Therapeutic scuba‑diving plus mindfulness reduces emotional eating and stigma in adults with obesity, randomized trial
Scuba diving plus mindfulness cut emotional eating scores 3x more than standard care in a 63-person randomized trial, with effects lasting 8 months.

Karolina Griffiths, Thibaut Markarian, Vincent Meurice, and their team published results in PLOS ONE on March 27, 2026 that most mindfulness practitioners would not have predicted: two months of structured underwater scuba sessions woven with formal mindfulness exercises reduced emotional eating significantly more than standard obesity care alone, and that advantage held at both five- and eight-month checkpoints.
The trial recruited 63 adults with a BMI above 30 in Montpellier, France, randomizing participants between July and August 2022. Fifty-five entered the final analysis, a group that was 87.3 percent female with a median age of 46. The intervention arm combined the Bathysmed® therapeutic scuba-diving protocol with mindfulness practice and standard dietary and psychological support. The control group received standard care only.

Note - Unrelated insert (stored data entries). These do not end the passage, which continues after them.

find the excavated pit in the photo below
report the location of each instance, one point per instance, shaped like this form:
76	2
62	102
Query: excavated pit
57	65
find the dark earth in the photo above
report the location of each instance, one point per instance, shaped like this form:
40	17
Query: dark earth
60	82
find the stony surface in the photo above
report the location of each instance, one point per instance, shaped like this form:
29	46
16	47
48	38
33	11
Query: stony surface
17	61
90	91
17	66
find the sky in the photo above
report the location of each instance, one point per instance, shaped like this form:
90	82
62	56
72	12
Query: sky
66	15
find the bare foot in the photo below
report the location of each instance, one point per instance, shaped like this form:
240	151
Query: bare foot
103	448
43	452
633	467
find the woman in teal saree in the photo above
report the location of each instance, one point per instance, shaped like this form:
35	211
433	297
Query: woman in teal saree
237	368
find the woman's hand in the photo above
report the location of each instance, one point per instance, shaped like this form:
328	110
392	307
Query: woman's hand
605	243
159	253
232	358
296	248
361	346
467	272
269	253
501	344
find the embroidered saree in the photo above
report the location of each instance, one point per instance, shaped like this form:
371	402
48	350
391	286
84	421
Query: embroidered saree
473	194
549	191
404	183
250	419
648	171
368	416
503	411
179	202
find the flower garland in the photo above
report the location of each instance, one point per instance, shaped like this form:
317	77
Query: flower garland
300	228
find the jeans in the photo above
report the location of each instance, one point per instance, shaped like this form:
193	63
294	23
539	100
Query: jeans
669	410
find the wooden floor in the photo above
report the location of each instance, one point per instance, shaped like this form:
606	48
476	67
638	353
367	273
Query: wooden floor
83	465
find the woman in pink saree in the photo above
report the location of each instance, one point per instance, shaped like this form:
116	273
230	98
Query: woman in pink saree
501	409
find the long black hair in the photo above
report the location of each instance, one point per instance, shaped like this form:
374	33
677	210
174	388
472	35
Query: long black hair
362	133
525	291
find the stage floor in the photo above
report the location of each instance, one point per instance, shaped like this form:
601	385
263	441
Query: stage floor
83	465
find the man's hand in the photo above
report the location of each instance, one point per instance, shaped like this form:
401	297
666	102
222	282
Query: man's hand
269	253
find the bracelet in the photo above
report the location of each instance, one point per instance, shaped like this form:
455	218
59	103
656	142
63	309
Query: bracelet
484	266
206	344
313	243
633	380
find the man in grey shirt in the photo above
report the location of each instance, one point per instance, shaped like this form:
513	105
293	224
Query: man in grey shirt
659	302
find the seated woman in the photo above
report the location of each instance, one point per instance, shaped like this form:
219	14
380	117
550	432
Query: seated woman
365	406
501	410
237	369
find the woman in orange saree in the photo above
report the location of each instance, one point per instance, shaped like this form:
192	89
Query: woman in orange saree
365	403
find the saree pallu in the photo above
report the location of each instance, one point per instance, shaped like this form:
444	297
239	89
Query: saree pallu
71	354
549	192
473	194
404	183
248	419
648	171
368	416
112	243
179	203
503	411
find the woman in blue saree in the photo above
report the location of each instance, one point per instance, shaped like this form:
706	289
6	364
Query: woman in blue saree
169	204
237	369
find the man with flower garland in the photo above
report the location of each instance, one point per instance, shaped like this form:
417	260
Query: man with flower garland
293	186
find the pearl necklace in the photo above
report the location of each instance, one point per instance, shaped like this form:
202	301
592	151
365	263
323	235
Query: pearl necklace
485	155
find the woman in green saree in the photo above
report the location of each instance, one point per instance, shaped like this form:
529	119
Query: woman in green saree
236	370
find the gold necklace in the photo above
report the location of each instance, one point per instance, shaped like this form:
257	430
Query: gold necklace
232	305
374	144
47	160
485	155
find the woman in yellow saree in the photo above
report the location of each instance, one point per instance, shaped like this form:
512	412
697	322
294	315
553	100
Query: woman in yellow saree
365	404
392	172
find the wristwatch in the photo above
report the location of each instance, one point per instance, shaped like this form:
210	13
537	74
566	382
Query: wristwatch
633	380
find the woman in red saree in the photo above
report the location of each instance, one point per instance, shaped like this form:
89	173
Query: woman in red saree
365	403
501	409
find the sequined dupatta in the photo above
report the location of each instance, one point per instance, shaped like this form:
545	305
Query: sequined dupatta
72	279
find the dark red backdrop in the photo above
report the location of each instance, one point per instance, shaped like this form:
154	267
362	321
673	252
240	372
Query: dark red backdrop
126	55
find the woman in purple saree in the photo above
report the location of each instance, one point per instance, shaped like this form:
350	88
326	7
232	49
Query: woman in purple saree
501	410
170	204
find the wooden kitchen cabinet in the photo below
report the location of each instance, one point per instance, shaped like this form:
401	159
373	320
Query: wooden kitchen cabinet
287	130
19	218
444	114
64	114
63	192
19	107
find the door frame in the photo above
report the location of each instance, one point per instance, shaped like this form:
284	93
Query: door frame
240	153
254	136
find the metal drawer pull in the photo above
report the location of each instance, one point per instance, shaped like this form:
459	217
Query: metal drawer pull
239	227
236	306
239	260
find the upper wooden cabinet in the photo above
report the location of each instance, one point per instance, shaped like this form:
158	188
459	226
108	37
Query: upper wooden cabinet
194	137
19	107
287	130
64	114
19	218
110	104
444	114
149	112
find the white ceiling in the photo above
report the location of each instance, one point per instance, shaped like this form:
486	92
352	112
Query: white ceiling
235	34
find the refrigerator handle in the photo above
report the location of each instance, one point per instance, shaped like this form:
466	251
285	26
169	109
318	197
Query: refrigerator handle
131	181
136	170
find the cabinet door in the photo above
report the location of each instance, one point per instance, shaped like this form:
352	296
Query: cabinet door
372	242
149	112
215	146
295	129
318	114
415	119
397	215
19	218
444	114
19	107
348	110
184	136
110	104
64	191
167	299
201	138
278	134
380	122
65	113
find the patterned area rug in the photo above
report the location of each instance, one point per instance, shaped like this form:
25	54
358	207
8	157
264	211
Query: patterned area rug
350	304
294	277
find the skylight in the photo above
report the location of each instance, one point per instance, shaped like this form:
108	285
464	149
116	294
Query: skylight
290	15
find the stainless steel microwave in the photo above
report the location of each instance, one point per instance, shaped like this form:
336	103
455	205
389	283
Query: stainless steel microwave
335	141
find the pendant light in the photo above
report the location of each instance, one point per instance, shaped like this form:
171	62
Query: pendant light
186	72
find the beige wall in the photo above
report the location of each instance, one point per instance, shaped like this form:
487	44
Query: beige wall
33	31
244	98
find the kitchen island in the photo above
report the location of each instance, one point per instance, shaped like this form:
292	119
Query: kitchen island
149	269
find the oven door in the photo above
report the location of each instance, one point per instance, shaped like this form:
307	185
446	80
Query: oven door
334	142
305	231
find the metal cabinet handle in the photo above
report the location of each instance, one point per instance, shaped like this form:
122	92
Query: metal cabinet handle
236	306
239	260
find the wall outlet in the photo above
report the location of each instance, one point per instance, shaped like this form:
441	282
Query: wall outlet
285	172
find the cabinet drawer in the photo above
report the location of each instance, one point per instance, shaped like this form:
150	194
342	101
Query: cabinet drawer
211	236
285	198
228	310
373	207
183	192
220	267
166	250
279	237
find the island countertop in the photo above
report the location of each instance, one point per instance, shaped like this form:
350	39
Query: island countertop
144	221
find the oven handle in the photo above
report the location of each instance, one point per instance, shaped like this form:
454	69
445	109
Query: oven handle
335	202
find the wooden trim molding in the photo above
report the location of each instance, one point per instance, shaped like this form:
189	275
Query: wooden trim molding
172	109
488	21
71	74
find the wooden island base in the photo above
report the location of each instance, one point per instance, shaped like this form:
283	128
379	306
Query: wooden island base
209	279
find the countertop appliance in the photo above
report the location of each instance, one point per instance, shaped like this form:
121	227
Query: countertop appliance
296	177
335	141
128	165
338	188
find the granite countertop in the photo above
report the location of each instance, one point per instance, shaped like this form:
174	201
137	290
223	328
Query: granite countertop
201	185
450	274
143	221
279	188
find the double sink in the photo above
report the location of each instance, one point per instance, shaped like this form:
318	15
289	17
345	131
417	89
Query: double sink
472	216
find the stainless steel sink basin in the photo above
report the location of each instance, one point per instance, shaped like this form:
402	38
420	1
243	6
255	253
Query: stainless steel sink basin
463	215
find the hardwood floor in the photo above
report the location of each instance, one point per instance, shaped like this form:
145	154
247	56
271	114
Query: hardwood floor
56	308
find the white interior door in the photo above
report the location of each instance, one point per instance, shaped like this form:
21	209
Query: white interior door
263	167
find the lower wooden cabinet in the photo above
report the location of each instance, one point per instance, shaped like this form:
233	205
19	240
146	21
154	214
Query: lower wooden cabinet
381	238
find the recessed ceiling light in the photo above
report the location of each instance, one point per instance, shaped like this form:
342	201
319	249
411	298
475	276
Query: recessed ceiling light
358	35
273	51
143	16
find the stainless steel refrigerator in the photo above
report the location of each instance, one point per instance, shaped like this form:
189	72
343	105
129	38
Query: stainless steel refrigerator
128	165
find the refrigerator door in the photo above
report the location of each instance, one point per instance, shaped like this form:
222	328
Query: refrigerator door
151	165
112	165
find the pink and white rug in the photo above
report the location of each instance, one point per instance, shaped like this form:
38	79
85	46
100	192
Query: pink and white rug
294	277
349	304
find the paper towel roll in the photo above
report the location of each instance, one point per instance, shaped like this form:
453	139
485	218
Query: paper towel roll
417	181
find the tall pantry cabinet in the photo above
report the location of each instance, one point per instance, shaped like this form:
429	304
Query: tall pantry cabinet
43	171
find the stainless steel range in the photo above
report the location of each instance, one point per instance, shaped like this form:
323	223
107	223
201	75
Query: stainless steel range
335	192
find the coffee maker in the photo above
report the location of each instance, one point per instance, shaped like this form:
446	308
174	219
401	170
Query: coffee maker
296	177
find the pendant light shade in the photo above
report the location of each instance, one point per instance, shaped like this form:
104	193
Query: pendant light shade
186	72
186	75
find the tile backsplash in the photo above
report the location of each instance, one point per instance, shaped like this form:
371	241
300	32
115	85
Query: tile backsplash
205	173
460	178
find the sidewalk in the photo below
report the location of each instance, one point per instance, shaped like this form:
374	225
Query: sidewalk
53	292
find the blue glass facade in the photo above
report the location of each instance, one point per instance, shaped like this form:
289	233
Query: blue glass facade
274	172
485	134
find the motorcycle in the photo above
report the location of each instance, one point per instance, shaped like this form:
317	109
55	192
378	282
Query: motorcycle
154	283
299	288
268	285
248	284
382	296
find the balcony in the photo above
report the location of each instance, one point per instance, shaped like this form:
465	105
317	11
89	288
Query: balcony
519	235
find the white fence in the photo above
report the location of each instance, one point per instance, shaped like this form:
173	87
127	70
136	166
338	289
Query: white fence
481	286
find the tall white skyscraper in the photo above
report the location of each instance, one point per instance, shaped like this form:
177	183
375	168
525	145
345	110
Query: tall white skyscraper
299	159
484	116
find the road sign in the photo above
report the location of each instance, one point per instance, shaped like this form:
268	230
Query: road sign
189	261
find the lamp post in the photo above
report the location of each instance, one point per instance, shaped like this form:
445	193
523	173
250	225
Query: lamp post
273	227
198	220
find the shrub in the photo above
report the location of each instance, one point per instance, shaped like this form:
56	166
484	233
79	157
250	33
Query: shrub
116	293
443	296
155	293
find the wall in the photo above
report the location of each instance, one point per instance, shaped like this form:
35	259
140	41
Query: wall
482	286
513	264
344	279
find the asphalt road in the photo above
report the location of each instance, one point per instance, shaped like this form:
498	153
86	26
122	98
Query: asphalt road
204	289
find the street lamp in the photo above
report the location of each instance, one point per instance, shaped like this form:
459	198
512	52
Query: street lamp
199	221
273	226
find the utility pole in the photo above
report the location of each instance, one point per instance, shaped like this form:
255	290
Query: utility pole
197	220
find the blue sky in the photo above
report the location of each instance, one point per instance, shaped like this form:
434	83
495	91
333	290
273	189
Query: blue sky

The primary measure was the Dutch Eating Behaviour Questionnaire emotional eating subscale, a validated instrument tracking the tendency to eat in response to negative emotions. At two months, intervention-group scores dropped by a mean of 0.82 points (SD 0.81) against the control group's 0.27 (SD 0.61), a difference that reached p = 0.004. The intervention arm also showed reductions in weight self-stigma and stress alongside improvements in quality-of-life measures.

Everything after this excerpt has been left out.